Barrett, in agreement with Kavanaugh and in part von Breyer, said she found the arguments for overturning Smith persuasive, but added that “there would be a number of problems to be solved if Smith were overridden.”

“We don’t have to grapple with these questions in this case, however, because regardless of whether Smith stays or leaves, the same standard applies,” wrote Barrett.

Barrett said laws that weighed down religious practice must stand a rigorous scrutiny – a legal threshold – before Smith if they give government officials the discretion to make individual exceptions.
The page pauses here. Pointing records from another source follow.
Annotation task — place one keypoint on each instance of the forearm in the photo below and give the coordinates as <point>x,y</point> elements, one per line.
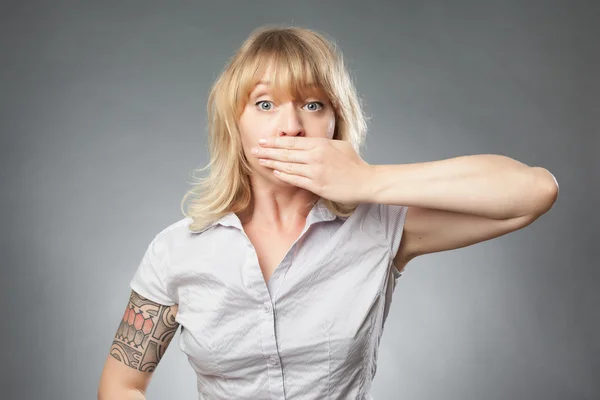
<point>487,185</point>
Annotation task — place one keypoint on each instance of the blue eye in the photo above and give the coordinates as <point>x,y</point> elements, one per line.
<point>320,105</point>
<point>263,101</point>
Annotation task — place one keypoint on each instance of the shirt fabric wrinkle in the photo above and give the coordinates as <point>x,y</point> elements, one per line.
<point>311,332</point>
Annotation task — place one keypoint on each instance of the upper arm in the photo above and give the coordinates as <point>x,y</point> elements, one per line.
<point>143,336</point>
<point>429,230</point>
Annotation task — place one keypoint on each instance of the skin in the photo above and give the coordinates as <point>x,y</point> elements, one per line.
<point>144,334</point>
<point>279,205</point>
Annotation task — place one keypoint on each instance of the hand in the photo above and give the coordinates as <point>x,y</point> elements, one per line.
<point>329,168</point>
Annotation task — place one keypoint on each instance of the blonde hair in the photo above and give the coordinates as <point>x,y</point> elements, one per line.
<point>300,57</point>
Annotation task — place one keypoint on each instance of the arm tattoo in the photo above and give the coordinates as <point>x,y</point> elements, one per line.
<point>144,333</point>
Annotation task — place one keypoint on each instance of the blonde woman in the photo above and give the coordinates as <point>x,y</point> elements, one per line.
<point>281,274</point>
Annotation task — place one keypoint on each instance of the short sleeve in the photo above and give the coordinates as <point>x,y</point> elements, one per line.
<point>150,279</point>
<point>392,222</point>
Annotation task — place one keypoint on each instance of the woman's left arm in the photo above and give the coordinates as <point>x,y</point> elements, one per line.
<point>460,201</point>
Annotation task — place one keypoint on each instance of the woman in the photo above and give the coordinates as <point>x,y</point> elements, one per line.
<point>281,274</point>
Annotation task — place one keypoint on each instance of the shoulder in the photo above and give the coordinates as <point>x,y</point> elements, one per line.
<point>172,234</point>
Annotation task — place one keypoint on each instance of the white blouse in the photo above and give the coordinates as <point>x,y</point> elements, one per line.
<point>311,332</point>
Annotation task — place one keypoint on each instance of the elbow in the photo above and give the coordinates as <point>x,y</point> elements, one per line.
<point>547,192</point>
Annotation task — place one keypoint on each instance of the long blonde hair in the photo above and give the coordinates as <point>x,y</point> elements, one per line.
<point>300,57</point>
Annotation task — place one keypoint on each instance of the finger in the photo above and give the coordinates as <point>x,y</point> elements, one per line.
<point>290,142</point>
<point>287,155</point>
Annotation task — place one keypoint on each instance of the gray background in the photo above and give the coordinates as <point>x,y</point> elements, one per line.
<point>102,120</point>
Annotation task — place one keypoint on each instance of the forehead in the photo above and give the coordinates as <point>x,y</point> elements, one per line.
<point>273,83</point>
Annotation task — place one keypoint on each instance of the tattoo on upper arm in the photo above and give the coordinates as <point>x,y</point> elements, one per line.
<point>144,333</point>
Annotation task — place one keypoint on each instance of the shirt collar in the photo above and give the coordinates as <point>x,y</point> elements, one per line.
<point>318,213</point>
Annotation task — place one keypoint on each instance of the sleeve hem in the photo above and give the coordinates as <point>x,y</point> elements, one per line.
<point>142,292</point>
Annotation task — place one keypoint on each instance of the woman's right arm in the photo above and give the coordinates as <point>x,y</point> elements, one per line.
<point>142,338</point>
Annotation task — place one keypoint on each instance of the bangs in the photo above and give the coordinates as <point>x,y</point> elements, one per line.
<point>292,67</point>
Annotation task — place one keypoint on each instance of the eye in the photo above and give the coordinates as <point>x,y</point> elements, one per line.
<point>318,104</point>
<point>258,103</point>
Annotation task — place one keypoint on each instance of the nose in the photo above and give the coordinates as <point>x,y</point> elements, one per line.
<point>290,123</point>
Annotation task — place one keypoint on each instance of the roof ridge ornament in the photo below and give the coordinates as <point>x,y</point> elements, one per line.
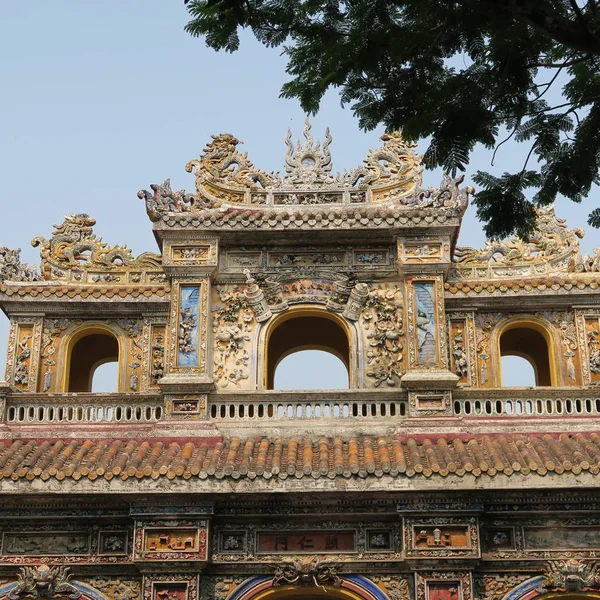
<point>391,177</point>
<point>307,164</point>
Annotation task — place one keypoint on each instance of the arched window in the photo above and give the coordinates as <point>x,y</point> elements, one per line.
<point>311,370</point>
<point>291,344</point>
<point>517,371</point>
<point>90,350</point>
<point>529,342</point>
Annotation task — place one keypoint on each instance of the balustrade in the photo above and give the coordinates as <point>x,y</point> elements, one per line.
<point>85,408</point>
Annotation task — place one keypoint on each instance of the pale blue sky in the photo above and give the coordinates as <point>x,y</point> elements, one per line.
<point>102,98</point>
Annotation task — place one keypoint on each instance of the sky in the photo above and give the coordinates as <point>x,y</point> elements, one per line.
<point>100,99</point>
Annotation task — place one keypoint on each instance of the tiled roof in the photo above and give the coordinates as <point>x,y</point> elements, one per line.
<point>360,456</point>
<point>71,290</point>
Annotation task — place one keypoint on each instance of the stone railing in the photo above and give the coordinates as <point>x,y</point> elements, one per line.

“And all nine judges agree that the city cannot stand up to a severe test. So I see no reason in this case to decide whether Smith should be repealed, let alone what should replace him, ”wrote Barrett.

The Court’s decision in the Fulton v. City of Philadelphia case, nos. 19-123, reverses the opinion of the 3rd Court of Appeals, which sided with Philadelphia.

In a statement, Philadelphia City attorney Diana Cortes called the Supreme Court move “a difficult and disappointing setback for the foster youth and foster parents who work so hard to support them.”

“In today’s ruling, the court has usurped the city’s ruling that non-discrimination policies are in the best interests of the children in their care, with worrying consequences for other government programs and services,” she said.

“At the same time, the city is pleased that the Supreme Court has not radically changed existing constitutional law, as requested by plaintiffs, to adopt a standard that would enforce court-ordered religious exemptions from civil duties in any area,” added Cortes.